Volunteer Keiren Thompson is named the BBC Get Inspired Unsung Hero award winner at Sports Personality of the Year 2019.
Thompson runs the community project ‘Helping Kids Achieve’ in Bulwell in Nottingham, one of the most deprived areas in the city.
Bulwell basketball coach who was attacked by gangs in St Ann’s wins BBC’s Unsung Hero award. He now helps other young people avoid gang activity through basketball coaching.
A Bulwell man who has gone on to help young people avoid gang violence after being brutally attacked as a teenager has won the BBC’s Unsung Hero award.
Kieren Thompson was hospitalised for two weeks after he was attacked with baseball bats and glass bottles in Blundell Close, St Ann’s, in April 2006.
Mr Thompson, who was just 17 at the time, was approached by a group of teenagers after being kicked out of a house party because he was “an outsider” to the area.
His mum had warned him not to travel to the area before the attack.

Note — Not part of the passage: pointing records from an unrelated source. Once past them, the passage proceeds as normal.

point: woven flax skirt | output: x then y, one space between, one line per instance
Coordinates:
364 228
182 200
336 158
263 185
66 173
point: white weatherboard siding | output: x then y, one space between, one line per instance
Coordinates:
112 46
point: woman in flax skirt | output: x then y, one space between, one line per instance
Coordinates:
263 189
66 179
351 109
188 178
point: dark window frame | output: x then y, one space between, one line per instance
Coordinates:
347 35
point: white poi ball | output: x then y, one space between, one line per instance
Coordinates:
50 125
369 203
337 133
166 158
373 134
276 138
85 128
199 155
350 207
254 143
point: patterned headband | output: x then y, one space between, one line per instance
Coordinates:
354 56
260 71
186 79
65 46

He previously told Nottinghamshire Live that he is “lucky to be alive” having suffered swelling to the brain, regular seizures and a permanent scar on his head from where he was beaten.
However, the 31-year-old said the attack inspired him to set up his own organisation – Helping Kids Achieve – to prevent kids turning to gangs.
His efforts have now led him to being honoured at the BBC’s Sports Personality of the Year awards ceremony in Aberdeen on Sunday, December 15.
Mr Thompson set up Helping Kids Achieve in January this year, where he spreads his message against gang activity through coaching basketball at the Bulwell Riverside Centre and Southglade Leisure Centre.
Speaking to the BBC after winning his award, he said: “I’m speechless, it’s amazing.
“I’m just grateful because at the end of the day, for me, I don’t do it for any awards. I just do it because I want to help all these young people here.”